Personal Branding Tips and Tools for An Authentically Empowered Career

Should I Stay or Should I Go?

June 6, 2019

Years ago, when I worked as a vice president at PNC Bank, I faced the difficult choice of staying with my current company or relocating for another job opportunity.  I had been with PNC for 10 years and had enjoyed a steady career progression.  I was promoted three times starting as a marketing officer and progressing to a marketing manager and then finally moving into corporate communications as the vice president of shareholder communications.  And while that job was stressful, there were lots of perks and the people I worked with were very supportive.

Then I was approached by a recruiter about a new position with Lincoln Financial Group in Fort Wayne, IN.  I went on the interview out of curiosity, never even thinking that I might be interested in taking the job.  Heck, I didn’t even know where Fort Wayne was located.  However, once I learned about the overall job responsibilities and the significant increase in salary and other benefits, I began considering it more seriously, and eventually said yes!

To complicate matters, PNC made me a counteroffer.  After much contemplation, I turned it down, thanked them for the opportunity and began planning my exit.  

Many of us have been faced with this question—Is it time to leave my current employer for a new opportunity?  Should I stay or should I go?  In my case, it was a difficult decision, because I had a solid track record of upward mobility plus, it meant leaving my family and the city in which I grew up. 

But how long is too long to stay at a company?  In previous generations, working for one company for 25 years or more indicated that you were a good, stable employee.  Companies valued these “loyal employee” traits.  Nowadays, however, employers are wary of hiring individuals who’ve worked on one job for ten years or more.  They may question whether the employee has learned any new skills.

So, what are some factors to consider for your own career?

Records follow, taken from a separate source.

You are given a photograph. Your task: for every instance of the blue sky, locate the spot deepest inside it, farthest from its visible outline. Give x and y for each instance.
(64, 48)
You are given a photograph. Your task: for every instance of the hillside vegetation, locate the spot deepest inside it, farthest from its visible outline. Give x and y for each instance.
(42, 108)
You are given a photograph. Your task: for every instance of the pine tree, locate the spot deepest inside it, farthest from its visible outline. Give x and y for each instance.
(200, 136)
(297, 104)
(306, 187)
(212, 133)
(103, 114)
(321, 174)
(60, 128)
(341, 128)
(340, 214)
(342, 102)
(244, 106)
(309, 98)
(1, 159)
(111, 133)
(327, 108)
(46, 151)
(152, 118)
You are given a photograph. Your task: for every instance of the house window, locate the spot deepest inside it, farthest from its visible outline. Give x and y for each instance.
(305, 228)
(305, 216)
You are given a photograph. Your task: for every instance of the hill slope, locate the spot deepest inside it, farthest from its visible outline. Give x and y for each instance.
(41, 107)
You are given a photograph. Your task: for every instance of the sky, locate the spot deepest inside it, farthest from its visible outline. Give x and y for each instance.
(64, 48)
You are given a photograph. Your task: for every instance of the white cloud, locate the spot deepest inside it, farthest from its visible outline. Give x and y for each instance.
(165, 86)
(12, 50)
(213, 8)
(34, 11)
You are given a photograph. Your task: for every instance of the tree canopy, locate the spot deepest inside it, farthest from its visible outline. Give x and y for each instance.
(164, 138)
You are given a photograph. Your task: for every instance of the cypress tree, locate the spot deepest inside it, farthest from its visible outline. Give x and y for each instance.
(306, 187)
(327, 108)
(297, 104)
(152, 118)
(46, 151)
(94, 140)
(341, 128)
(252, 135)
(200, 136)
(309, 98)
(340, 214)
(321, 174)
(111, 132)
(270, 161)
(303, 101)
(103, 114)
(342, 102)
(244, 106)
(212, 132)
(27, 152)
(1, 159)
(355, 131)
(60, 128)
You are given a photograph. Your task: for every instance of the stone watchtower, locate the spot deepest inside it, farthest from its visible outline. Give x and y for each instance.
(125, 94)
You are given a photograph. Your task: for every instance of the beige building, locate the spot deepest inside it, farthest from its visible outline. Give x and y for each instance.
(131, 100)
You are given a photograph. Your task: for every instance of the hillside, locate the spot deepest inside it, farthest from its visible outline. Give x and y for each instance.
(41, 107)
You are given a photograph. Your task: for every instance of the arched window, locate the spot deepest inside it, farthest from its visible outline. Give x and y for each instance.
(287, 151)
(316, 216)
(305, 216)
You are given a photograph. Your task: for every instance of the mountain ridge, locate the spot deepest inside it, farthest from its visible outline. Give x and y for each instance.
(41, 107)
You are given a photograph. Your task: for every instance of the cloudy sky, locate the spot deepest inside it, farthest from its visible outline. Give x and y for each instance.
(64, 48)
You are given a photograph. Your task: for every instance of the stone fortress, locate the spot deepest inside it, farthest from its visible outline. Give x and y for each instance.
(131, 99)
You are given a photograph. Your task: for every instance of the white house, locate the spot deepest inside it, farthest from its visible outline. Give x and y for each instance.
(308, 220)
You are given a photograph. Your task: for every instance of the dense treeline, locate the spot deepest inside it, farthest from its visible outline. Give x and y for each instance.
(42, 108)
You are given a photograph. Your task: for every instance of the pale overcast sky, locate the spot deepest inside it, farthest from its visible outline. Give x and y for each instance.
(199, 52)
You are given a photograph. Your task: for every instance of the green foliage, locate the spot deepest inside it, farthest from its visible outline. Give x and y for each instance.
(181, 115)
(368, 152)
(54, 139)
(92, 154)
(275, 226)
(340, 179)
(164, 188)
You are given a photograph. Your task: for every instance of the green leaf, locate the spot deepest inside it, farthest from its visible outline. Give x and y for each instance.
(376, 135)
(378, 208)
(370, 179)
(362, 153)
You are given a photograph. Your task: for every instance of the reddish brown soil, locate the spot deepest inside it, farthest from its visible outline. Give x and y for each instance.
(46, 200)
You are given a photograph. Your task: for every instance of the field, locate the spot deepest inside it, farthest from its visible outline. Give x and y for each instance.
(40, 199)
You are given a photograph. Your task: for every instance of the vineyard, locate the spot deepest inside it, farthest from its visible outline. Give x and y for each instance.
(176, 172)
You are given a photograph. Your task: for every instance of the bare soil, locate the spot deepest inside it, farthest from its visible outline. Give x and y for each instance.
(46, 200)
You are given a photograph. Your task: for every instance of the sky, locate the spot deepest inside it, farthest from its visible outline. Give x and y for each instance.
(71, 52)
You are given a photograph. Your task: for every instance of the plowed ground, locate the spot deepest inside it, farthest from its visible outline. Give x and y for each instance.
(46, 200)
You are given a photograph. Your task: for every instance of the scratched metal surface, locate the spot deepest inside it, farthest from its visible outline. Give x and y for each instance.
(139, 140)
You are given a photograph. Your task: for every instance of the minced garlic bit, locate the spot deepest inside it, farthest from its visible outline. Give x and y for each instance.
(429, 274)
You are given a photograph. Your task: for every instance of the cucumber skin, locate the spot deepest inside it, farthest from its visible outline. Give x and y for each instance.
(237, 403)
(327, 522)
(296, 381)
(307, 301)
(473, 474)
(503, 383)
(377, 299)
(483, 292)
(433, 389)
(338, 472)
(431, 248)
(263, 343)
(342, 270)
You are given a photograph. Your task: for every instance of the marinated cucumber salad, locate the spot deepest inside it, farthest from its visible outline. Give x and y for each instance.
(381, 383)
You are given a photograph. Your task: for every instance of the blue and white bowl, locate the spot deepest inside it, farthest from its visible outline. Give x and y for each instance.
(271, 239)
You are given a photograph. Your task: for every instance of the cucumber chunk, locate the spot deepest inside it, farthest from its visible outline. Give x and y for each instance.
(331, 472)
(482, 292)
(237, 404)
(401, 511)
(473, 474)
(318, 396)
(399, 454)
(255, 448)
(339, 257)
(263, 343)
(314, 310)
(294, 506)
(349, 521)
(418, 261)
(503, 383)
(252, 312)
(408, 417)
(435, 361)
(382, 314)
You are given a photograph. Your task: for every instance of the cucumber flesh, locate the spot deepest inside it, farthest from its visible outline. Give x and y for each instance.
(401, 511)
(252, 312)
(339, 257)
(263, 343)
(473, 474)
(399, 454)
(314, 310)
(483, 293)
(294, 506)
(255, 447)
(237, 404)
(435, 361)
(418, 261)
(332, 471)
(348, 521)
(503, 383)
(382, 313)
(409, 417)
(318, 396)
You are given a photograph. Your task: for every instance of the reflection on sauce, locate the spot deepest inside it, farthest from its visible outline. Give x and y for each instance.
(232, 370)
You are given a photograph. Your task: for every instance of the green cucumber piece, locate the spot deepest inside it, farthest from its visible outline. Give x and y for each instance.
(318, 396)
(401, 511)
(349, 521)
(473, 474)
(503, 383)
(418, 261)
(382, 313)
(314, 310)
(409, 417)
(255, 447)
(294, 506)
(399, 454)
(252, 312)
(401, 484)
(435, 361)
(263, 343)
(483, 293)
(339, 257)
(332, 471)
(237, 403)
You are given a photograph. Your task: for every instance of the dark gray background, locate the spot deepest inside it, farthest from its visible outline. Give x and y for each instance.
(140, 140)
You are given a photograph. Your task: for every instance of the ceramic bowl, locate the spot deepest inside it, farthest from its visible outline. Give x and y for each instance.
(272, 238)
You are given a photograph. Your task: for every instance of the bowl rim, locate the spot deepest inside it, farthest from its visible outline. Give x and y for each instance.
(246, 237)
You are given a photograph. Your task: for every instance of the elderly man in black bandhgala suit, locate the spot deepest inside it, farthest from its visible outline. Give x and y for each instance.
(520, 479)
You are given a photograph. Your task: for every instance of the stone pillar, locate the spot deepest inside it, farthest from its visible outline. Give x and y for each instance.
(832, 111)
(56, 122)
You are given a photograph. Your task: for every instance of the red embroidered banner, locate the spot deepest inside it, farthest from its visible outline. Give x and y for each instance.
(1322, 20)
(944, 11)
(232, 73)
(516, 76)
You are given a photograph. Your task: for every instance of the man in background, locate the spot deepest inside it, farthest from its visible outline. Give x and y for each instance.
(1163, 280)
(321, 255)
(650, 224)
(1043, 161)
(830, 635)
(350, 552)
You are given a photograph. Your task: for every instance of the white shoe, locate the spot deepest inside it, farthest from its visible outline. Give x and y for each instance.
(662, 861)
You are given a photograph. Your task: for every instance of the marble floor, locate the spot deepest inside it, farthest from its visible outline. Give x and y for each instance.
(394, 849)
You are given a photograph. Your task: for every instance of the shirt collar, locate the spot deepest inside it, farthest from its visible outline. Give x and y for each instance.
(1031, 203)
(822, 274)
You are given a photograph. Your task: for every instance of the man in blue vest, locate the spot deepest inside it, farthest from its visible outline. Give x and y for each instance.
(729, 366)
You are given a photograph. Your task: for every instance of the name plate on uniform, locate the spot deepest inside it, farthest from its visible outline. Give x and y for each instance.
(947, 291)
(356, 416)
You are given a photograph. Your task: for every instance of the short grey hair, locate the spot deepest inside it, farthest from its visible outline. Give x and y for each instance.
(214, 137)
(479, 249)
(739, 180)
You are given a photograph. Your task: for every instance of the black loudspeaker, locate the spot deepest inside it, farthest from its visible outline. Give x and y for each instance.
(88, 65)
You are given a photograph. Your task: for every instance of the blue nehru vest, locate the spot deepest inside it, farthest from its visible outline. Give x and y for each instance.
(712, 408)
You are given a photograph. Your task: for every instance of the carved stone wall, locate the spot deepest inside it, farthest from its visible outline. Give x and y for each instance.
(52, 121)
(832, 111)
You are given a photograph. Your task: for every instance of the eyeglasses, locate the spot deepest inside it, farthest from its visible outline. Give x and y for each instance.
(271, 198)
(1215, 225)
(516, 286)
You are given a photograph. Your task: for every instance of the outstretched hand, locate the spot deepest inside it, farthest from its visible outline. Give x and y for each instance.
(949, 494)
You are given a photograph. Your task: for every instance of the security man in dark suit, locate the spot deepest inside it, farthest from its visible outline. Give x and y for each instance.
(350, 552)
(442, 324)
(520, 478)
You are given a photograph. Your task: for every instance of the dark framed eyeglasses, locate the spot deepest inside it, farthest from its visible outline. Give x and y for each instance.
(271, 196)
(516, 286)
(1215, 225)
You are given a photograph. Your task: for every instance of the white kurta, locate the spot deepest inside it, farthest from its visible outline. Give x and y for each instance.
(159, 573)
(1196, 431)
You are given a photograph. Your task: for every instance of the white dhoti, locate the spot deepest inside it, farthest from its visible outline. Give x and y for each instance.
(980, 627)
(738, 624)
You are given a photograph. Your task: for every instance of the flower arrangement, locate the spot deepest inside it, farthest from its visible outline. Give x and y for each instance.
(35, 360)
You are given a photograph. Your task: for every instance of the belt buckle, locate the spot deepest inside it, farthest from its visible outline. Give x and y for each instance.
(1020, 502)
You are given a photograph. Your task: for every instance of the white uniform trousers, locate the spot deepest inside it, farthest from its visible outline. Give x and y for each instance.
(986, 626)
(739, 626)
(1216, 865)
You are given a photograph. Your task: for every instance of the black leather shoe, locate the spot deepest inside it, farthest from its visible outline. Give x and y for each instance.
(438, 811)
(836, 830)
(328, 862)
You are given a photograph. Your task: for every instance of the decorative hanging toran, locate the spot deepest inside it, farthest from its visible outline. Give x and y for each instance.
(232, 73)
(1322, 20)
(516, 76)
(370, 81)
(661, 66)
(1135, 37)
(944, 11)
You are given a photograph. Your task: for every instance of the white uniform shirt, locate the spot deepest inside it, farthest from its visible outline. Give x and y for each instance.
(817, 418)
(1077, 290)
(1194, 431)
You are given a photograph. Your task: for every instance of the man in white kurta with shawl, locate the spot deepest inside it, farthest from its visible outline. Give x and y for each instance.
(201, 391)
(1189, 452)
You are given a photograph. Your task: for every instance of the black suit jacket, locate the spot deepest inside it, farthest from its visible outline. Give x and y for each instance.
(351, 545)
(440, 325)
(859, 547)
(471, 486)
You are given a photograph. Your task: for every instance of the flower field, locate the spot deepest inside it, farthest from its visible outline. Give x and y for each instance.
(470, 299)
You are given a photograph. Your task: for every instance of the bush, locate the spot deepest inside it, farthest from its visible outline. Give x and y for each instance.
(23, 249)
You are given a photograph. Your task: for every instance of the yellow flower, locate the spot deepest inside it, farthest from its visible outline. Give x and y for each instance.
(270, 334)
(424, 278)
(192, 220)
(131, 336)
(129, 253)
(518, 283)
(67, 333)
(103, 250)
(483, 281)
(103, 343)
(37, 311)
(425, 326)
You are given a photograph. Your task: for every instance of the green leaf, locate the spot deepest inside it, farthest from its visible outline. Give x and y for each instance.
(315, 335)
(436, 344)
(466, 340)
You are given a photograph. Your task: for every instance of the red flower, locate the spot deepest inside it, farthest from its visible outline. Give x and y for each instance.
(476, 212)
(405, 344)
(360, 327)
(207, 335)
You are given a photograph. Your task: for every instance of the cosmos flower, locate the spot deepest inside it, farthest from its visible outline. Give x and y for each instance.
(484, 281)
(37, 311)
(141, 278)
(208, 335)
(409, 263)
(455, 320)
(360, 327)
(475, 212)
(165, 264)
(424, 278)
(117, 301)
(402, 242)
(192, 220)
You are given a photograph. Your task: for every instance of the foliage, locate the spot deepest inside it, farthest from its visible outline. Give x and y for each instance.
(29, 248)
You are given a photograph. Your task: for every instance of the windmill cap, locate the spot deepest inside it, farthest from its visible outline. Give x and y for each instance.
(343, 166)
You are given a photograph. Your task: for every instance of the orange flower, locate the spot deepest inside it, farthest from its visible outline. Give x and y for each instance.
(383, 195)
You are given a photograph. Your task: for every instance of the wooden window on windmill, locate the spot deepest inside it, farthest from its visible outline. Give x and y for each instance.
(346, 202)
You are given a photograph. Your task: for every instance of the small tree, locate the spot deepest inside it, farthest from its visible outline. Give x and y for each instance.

  1. Consider the average tenure for your industry—According to the Bureau of Labor Statistics, 4.2 years is the average amount of time employees spend with an employer.  In fast-paced industries such as technology, movement is expected (for instance, Google’s average tenure is 1.1 years).  Conversely, government employees generally stay in place significantly longer than in industry.  In government, three to five years in a job without a promotion is the norm.  In fact, it’s the optimal tenure to demonstrate a track record of success.
  2. Seek out new opportunities—Promotions show prospective employers that you’re willing and able to take on new responsibilities and challenges.  In fact, employers are more attracted to individuals who have been promoted multiple times within one company than those who have had several jobs at different companies.  The reason I stayed so long at the bank was because I was able to take on additional responsibilities in various positions.
  3. You could earn more money—While money isn’t everything, it certainly can help with your quality of life.  That’s why it’s important to know your worth.  Sometimes, employers can’t afford to align your paycheck with market norms.  In that case, it might be time to look for a position that provides the financial resources you deserve.  Financial security was certainly one of the factors that helped prompt my decision.
  4. Strained work relationships—Strained relationships can stall or even ruin your career if you are not careful.  When it comes to the work environment, healthy relationships matter.  Strong advocates in an organization is ideal.

Making career decisions is never easy.  Be sure to evaluate all options so that you can make an informed decision. 

What factors have been important in your decision to stay or leave a job?  Please share them with me.